Al is het uiterlijk van de koppelbaas misschien aan het
veranderen, zijn werkwijze en zijn doel zijn en blijven in wezen
hetzelfde, namelijk ten koste van bouwvakkers geld verdienen door
belastingen en sociale premies niet af te dragen. In Ierland en
Engeland waar een overschot is aan bouwvakkers, wordt geronseld via
advertenties in dag- en weekbladen. Daarin worden zij opgeroepen
een bepaald telefoonnummer in Nijmegen te bellen. Via dat
telefoonnummer worden zij een aantal malen doorverwezen naar andere
telefoonnummers, waarna uiteindelijk een afspraak wordt gemaakt
zich op een bepaalde tijd in de stationrestauratie van Nijmegen te
vervoegen. In Ierland of Engeland hebben zij een
zelfstandigen-formulier aangevraagd en gekregen want zonder zo’n
verklaring neemt de koppelbaas niemand aan. Voor de zekerheid wordt
hen nogmaals een formulier ter ondertekening voorgelegd waarin zij
moeten verklaren als een zelfstandige te werken. De verklaringen
die de tussenpersoon ter ondertekening voorlegt, zijn in het Duits
opgesteld omdat het werk in Duitsland moet worden verricht. Dat de
Ierse of Engelse bouwvakker de Duitse taal niet machtig is maakt de
tussenpersoon (runner) niets uit.

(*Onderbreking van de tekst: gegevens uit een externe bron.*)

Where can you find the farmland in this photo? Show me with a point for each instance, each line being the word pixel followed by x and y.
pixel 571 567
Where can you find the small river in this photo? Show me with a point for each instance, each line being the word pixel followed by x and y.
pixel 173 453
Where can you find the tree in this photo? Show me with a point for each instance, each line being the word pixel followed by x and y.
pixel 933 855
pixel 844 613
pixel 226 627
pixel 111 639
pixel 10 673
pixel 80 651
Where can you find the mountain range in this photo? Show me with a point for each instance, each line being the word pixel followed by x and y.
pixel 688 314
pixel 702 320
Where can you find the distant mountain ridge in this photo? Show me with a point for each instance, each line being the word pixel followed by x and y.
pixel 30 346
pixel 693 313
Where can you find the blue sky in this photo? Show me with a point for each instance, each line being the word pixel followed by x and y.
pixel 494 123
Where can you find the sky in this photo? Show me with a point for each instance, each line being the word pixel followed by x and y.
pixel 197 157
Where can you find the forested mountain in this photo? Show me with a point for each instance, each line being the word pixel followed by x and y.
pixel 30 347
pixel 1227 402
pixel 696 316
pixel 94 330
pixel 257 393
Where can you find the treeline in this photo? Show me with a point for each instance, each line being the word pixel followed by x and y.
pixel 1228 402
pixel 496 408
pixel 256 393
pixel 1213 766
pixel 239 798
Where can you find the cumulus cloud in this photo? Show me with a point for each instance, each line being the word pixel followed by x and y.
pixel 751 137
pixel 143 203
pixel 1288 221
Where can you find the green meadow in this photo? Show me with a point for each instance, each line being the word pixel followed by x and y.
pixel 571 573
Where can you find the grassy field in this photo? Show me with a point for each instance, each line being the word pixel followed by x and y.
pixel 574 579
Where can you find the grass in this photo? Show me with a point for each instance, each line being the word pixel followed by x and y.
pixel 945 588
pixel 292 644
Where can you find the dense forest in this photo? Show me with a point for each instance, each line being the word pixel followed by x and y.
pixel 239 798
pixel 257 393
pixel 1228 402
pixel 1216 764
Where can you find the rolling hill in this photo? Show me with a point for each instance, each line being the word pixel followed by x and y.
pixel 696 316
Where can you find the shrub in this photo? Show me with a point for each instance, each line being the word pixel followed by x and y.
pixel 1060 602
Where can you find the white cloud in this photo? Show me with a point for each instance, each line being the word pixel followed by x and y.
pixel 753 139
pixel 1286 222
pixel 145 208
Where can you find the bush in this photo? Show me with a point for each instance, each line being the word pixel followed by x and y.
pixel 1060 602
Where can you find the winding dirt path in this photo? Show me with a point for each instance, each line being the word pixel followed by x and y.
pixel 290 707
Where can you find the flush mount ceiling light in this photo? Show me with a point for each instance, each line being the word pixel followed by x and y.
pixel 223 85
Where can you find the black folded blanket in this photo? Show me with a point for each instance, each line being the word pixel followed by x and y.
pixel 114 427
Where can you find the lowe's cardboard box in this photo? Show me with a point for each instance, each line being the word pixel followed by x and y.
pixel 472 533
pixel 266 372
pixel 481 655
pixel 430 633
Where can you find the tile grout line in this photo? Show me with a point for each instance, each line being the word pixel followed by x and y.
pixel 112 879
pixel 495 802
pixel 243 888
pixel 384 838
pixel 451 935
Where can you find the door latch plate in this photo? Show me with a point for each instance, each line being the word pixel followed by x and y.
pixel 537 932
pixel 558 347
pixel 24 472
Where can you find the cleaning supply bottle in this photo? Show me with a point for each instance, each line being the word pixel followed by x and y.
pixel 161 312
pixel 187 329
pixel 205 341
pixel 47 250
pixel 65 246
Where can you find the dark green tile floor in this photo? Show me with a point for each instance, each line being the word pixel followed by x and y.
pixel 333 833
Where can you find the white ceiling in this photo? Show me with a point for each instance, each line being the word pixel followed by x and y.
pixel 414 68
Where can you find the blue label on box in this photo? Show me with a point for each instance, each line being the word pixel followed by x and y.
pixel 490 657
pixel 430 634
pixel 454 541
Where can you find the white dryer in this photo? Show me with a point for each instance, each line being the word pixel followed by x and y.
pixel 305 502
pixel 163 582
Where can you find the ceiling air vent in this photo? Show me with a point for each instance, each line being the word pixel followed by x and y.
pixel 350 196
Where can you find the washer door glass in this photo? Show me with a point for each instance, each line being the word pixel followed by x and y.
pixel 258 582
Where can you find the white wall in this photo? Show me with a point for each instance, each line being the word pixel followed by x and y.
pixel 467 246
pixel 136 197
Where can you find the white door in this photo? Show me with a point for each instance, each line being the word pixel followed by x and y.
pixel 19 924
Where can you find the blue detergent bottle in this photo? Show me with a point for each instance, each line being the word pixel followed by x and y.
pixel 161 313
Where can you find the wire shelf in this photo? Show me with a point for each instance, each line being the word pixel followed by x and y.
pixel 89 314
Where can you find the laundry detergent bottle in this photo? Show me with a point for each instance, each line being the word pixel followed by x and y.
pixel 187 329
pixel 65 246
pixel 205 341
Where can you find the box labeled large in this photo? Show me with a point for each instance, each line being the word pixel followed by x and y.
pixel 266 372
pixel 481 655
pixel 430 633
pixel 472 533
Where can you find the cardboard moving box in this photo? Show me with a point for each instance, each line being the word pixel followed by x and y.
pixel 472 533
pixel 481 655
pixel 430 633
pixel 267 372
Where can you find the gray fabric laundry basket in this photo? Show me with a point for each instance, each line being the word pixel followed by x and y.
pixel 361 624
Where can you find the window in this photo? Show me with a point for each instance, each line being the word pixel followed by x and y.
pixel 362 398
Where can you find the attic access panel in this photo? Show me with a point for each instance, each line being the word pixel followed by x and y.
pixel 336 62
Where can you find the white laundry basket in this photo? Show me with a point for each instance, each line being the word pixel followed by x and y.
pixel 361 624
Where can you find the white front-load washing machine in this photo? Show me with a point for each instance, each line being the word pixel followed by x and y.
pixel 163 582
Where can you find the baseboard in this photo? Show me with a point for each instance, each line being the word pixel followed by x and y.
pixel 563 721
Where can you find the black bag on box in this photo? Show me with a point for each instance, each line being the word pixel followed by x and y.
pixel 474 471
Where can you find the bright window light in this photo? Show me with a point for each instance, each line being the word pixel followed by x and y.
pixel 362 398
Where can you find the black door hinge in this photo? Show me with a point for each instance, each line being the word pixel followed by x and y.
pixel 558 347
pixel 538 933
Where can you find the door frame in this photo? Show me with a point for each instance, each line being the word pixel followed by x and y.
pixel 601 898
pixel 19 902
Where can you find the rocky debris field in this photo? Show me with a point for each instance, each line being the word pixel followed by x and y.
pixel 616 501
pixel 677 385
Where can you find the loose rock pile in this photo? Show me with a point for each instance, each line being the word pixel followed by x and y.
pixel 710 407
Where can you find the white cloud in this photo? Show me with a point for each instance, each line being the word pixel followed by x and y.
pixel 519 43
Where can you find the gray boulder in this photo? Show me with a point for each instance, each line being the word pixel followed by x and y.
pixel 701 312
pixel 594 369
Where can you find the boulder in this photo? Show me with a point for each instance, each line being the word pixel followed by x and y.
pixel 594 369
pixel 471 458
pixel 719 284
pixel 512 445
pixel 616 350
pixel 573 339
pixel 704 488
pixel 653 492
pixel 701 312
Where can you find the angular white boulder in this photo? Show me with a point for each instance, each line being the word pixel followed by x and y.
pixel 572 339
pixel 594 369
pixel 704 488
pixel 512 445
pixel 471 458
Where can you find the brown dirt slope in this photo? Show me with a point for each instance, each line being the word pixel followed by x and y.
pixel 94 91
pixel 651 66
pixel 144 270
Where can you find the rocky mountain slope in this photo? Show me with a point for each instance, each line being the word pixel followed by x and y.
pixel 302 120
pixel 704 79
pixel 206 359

Na ondertekening worden zij
gezamenlijk per busje naar diverse Duitse bouwputten gebracht om
het aangenomen werk te verrichten. Zij werken doorgaans 10 uur per
dag en zeven
dagen in de week. De bouwvakkers krijgen ter plaatse van een Duitse
tussenpersoon van de Nijmeegse koppelbaas per uur uitbetaald
(ongeveer 22 DM per uur) en dat is altijd meer dan zij in Ierland
of Engeland netto zouden verdienen (ongeveer f.10,-). De Duitse
aannemer betaalt ongeveer DM 45 per uur uit aan de koppelbaas. Dit
bedrag is ongeveer 15 DM lager dan wanneer de aannemer legaal een
Duitse bouwvakker in dienst zou nemen. De koppelbaas verdient aldus
ongeveer DM 20 per uur per bouwvakker en de Duitse aannemer
ongeveer DM 15 per uur per bouwvakker. Koppelbazen kunnen nog
altijd in Duitsland actief zijn omdat daar niet zoiets als een Wet
Ketenaansprakelijkheid bestaat die hoofdaannemers verantwoordelijk
maakt voor de afdracht van belastingen en sociale premies.
Ook in Nederland wordt steeds vaker gewerkt met deze zogenaamde
ZZP’ers. De Bouw- en Houtbond FNV schat het aantal ZZP’ers
(Zelfstandige Zonder Personeel) zoals arbeiders met een E-101
formulier worden genoemd in Nederland op ruim 15.000. Deze zijn
voornamelijk werkzaam in de havens van Rotterdam en Amsterdam en in
de bouw in de Randstad. De indruk bestaat dat niet iedereen door
koppelbazen aan het werk is gezet, maar dat deze werknemers zelf
als zelfstandige werk aannemen in de havens en de bouw en hun
premies en belasting zoals het hoort afdragen. Voor de
(onder)aannemers is dat zeer aantrekkelijk omdat zij dan allerlei
rompslomp met betrekking tot de afdracht van premies en belastingen
aan de zelfstandige werknemer kunnen vermijden en zo de beschikking
hebben over een zeer flexibel arbeidsreservoir via tijdelijke
contracten. Een bijkomend voordeel is dat kritische vakbonden
daarmee buiten de bedrijfspoorten worden gehouden.